On Tue, Oct 27, 2009 at 12:33 PM, Sandeep Gupta <gupta.sandeep_at_[hidden]>wrote:

>
>
> On Tue, Oct 27, 2009 at 10:27 AM, Jeremiah Willcock <jewillco_at_[hidden]>wrote:
>
>> On Tue, 27 Oct 2009, Sandeep Gupta wrote:
>>
>> On Mon, Oct 26, 2009 at 11:29 PM, Jeremiah Willcock <jewillco_at_[hidden]
>>> >wrote:
>>>
>>> On Mon, 26 Oct 2009, Sandeep Gupta wrote:
>>>>
>>>> Hi All,
>>>>
>>>>> I have spent significant effort on parallel bfs. Currently its almost
>>>>> working. I would really appreciate some help to get it running
>>>>> correctly.
>>>>> I
>>>>> have attached the code (self contained and requires no input file).
>>>>> I think I have followed all the guidelines regarding distributed
>>>>> property
>>>>> maps mentioned in the docs (
>>>>>
>>>>>
>>>>> http://www.osl.iu.edu/research/pbgl/documentation/graph/breadth_first_search.html
>>>>> ).
>>>>> I am out of ideas of where things can could have gone wrong.
>>>>>
>>>>>
>>>> The graph is distributed by source vertex across all processors, and so
>>>> you
>>>> need to add them on every processor (or at least on the processor that
>>>> owns
>>>> them, which is probably not processor 0). Thus, your graph is missing
>>>> whichever edges would be on processor 1, leading to incorrect results.
>>>> Try
>>>> adding all of the edges on all processors and see if this fixes your
>>>> problem.
>>>>
>>>> -- Jeremiah Willcock
>>>>
>>>>
>>>>
>>> Jeremiah, thanks so much looking into this promptly.
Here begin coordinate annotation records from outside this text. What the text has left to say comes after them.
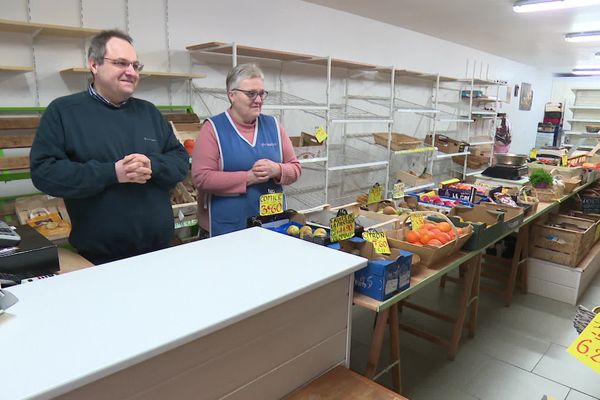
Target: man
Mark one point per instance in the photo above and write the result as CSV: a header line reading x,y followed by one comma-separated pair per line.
x,y
112,157
239,155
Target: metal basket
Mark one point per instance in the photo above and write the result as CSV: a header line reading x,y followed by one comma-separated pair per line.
x,y
583,317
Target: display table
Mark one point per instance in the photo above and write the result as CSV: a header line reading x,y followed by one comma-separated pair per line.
x,y
249,315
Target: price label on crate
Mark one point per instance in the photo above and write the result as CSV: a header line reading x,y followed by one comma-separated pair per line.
x,y
586,348
375,194
378,240
342,227
320,134
398,191
271,203
417,220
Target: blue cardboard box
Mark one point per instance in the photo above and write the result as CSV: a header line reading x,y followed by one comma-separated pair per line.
x,y
384,276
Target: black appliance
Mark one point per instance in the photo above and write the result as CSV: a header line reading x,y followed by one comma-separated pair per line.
x,y
510,172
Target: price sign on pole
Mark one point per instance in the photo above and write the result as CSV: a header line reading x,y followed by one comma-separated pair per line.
x,y
375,194
398,191
418,220
378,240
586,348
342,227
271,203
320,134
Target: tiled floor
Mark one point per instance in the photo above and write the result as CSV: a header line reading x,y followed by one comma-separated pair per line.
x,y
518,351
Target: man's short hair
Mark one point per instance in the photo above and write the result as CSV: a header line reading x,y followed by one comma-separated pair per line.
x,y
242,72
97,50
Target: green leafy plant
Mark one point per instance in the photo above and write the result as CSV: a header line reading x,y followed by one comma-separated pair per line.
x,y
540,178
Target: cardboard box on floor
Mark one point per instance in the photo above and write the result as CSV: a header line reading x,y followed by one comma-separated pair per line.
x,y
384,275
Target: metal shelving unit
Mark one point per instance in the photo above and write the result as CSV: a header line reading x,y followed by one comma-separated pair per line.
x,y
584,111
342,157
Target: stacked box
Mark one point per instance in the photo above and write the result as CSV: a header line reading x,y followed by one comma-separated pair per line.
x,y
562,239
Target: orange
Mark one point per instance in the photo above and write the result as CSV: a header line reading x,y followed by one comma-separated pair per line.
x,y
444,227
425,237
412,236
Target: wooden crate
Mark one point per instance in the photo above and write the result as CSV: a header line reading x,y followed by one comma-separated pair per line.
x,y
400,141
14,162
413,180
565,245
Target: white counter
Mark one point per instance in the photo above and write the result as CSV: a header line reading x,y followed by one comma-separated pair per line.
x,y
73,329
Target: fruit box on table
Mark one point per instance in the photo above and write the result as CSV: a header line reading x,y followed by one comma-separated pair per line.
x,y
487,224
384,275
367,219
428,254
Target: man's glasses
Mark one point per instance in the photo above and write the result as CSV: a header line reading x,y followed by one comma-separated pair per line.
x,y
124,64
252,94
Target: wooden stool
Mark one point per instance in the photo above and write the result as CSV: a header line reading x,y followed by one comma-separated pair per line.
x,y
341,383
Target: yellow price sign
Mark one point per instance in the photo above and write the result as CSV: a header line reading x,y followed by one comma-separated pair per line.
x,y
375,194
320,134
417,220
271,203
533,153
586,348
342,227
398,191
379,241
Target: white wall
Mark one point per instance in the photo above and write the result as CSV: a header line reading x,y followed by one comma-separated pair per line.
x,y
290,25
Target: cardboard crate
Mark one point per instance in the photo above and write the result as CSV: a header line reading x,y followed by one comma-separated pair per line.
x,y
384,275
399,141
306,146
411,180
46,214
486,223
428,254
562,245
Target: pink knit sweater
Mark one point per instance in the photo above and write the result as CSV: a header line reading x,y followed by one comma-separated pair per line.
x,y
206,163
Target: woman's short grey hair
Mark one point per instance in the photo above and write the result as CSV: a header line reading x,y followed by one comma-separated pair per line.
x,y
97,49
242,72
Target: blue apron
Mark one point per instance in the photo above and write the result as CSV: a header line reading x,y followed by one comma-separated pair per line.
x,y
230,213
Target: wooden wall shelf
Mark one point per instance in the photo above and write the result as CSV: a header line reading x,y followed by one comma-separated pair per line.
x,y
46,29
15,68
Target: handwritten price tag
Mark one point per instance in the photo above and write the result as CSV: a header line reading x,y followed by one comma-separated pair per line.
x,y
418,220
374,194
342,227
398,191
378,240
586,348
320,134
271,203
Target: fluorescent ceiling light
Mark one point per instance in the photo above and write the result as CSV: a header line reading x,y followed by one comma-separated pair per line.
x,y
586,71
522,6
579,37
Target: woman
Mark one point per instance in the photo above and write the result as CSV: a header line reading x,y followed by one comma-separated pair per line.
x,y
239,155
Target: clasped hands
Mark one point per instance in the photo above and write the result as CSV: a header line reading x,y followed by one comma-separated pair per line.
x,y
263,170
133,168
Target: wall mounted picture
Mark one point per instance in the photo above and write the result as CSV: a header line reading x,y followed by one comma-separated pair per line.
x,y
526,97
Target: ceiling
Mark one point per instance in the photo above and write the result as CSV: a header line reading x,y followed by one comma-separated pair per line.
x,y
491,26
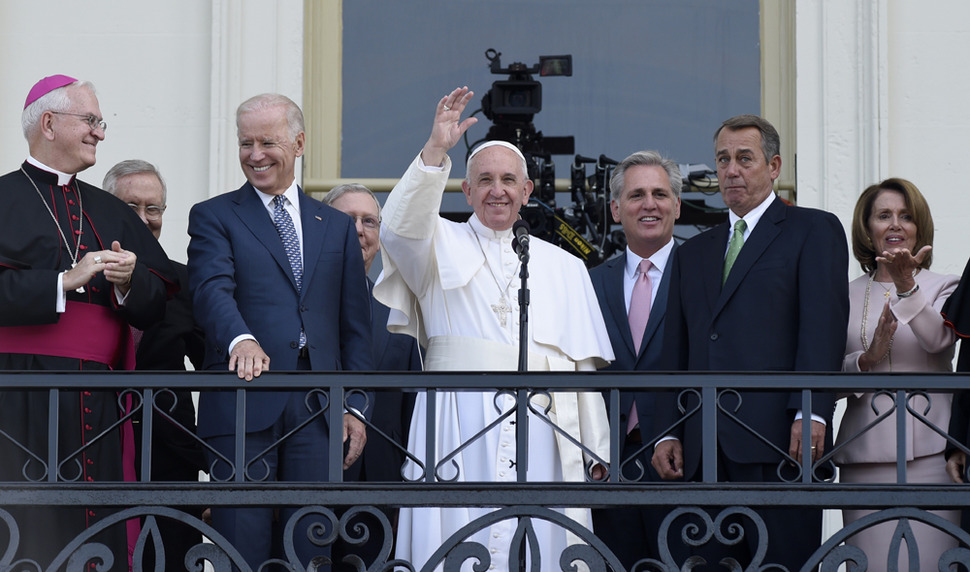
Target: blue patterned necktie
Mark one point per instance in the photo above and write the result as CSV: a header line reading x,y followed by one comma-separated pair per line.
x,y
291,243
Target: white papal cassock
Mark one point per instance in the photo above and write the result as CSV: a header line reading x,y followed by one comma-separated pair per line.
x,y
454,287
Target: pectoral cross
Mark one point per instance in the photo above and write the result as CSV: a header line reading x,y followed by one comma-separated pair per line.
x,y
501,310
79,289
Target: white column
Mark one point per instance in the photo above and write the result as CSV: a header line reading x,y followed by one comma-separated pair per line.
x,y
257,47
842,112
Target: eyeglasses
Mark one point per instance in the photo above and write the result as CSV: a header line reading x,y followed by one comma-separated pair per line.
x,y
152,212
92,121
368,222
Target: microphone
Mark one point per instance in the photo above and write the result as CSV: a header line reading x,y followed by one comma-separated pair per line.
x,y
520,238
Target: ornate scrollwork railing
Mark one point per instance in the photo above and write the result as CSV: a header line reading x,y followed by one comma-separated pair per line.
x,y
359,514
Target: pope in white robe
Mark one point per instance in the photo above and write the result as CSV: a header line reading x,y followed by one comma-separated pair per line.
x,y
454,287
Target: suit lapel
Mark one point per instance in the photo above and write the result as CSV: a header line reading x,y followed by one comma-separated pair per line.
x,y
252,212
713,264
616,301
380,334
314,229
659,307
761,237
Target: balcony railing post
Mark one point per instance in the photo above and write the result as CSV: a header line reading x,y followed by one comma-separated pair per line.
x,y
709,433
806,459
239,473
147,430
522,435
53,444
430,447
901,415
335,420
615,429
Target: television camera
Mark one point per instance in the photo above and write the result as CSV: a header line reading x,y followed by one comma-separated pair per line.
x,y
583,227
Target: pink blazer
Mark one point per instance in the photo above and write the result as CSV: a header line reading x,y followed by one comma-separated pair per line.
x,y
921,343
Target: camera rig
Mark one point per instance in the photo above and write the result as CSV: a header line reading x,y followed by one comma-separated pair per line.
x,y
583,227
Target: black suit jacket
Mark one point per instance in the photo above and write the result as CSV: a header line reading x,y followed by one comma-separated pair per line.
x,y
784,307
176,456
392,408
607,281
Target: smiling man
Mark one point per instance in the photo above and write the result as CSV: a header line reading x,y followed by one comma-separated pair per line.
x,y
765,291
277,280
77,269
632,291
455,286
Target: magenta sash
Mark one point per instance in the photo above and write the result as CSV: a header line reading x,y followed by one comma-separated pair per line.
x,y
84,331
93,333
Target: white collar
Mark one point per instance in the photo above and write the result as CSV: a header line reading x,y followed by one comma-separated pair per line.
x,y
63,179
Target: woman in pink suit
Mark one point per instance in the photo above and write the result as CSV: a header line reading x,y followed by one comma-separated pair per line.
x,y
895,325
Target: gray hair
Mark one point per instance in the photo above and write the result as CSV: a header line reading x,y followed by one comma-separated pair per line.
x,y
341,190
770,141
54,100
128,168
294,116
645,159
497,143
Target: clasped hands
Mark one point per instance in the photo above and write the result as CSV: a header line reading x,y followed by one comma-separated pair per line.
x,y
117,265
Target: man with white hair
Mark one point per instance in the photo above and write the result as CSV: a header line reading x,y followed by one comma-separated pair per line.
x,y
453,286
78,269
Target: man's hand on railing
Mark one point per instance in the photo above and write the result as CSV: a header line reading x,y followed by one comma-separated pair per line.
x,y
248,360
818,440
668,459
956,466
354,430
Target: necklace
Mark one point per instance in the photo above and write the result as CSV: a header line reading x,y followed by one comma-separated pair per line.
x,y
502,309
865,322
883,286
80,225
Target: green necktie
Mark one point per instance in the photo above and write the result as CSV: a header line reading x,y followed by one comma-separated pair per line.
x,y
737,241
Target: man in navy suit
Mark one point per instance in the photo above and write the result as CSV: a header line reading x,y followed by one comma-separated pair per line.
x,y
391,409
382,460
277,278
782,305
645,200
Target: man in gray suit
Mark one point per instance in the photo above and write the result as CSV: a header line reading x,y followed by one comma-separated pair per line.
x,y
632,292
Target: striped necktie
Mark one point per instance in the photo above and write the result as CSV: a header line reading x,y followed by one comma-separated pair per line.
x,y
291,243
737,241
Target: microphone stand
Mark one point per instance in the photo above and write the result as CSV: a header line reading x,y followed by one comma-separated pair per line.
x,y
523,252
522,249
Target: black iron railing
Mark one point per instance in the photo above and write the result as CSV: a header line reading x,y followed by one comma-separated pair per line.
x,y
337,505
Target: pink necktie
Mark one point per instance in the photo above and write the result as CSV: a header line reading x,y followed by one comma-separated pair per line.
x,y
639,314
640,304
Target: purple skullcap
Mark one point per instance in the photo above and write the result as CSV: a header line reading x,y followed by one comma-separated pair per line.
x,y
45,86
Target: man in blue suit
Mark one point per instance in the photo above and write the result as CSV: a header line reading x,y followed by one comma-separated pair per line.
x,y
277,278
766,291
391,412
391,408
645,200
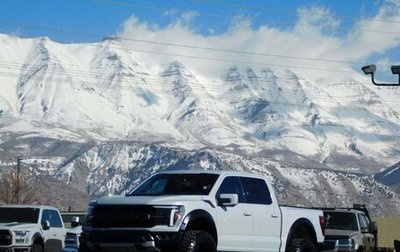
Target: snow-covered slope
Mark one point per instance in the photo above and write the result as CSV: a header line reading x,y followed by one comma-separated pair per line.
x,y
115,168
86,95
101,92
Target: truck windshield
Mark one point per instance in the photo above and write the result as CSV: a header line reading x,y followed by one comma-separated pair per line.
x,y
176,184
341,220
16,214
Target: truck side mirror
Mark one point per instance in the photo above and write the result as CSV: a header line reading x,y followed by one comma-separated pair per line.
x,y
75,222
228,199
46,225
372,228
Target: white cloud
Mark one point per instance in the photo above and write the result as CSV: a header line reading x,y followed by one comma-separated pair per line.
x,y
313,37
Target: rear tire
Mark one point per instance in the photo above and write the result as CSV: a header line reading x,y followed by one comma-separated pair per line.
x,y
302,245
197,241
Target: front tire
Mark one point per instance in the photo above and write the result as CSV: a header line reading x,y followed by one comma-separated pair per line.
x,y
302,245
37,248
197,241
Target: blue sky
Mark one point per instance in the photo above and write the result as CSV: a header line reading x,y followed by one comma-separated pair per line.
x,y
350,33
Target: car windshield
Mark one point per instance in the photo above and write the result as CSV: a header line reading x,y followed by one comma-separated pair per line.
x,y
23,215
176,184
341,220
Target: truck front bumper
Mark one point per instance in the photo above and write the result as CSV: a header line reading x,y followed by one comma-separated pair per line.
x,y
127,240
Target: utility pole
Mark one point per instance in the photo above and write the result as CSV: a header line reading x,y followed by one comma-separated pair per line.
x,y
18,173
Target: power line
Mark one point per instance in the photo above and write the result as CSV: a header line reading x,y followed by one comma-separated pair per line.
x,y
228,60
159,84
194,47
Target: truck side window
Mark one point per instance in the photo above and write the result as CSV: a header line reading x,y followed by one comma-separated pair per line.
x,y
53,217
232,185
256,191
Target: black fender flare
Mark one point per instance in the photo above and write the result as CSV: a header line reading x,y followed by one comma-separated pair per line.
x,y
301,225
206,222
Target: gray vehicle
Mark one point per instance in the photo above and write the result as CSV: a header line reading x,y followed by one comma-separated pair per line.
x,y
349,229
31,228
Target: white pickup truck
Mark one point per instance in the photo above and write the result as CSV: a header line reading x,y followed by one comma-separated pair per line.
x,y
201,211
31,228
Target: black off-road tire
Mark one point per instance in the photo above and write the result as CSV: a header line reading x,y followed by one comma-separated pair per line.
x,y
37,248
302,245
197,241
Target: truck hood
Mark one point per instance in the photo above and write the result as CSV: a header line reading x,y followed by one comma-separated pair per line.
x,y
338,233
149,200
18,226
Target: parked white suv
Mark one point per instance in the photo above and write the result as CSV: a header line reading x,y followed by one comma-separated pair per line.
x,y
200,211
31,228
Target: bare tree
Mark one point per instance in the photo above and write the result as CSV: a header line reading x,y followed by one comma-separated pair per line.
x,y
17,188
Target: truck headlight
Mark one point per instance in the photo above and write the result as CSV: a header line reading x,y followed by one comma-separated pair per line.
x,y
21,236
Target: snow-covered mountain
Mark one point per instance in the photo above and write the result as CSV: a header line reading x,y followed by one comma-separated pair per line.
x,y
69,108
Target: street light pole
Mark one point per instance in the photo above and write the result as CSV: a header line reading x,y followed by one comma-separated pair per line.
x,y
370,69
18,175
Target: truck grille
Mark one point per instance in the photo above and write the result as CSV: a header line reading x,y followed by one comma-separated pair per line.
x,y
119,237
130,216
5,238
I took cues from
>>> building distributed graph section of distributed adjacency list page
>>> which
>>> has an example:
>>>
>>> ///---------------Begin example
>>>
>>> Graph g(n); // initialize with the total number of vertices, n
>>> if (process_id(g.process_group()) == 0) {
>>> // Only process 0 loads the graph, which is distributed automatically
>>> int source, target;
>>> for (std::cin >> source >> target)
>>> add_edge(vertex(source, g), vertex(target, g), g);
>>> }
>>>
>>> // All processes synchronize at this point, then the graph is complete
>>> synchronize(g.process_group());
>>> //---------End
>>>
>>> Looking at this, it seems that distribution happens automatically which
>>> is
>>> what the manual says.
>>> This is further confirmed when I output the subgraphs at each process.
>>>
>>
>> OK. I was mistaken on this point then. Could you please try the
>> following graph with a distribution that puts vertices 0-3 on rank 0 and 4
>> on rank 1 (just add three dummy vertices on the end and use a block
>> distribution)?
>>
>> 0 -> 1
>> 1 -> 2
>> 2 -> 3
>> 0 -> 4
>> 4 -> 3
>>
>> See if the depths are reasonable for that graph. Also, the contents of
>> the predecessor maps output by your search (both the original one and the
>> graph I just gave) would be nice too; that is just an extra map you can give
>> to BFS and you can just dump it the same way you dump depth values.
>>
>>
>
>> I tried adding predecessor map but I don't think its currently. No
>> reduction function is defined for predecessor map. Please see below for the
>> attached error.
>>
> I tried the bfs with your input (and distribution) and the depth number
> are coming out to be incorrect. This is a surely a better input to debug
> this problem:-).
> The depth value of node n=3 should be d=2 but its coming out to be d=0.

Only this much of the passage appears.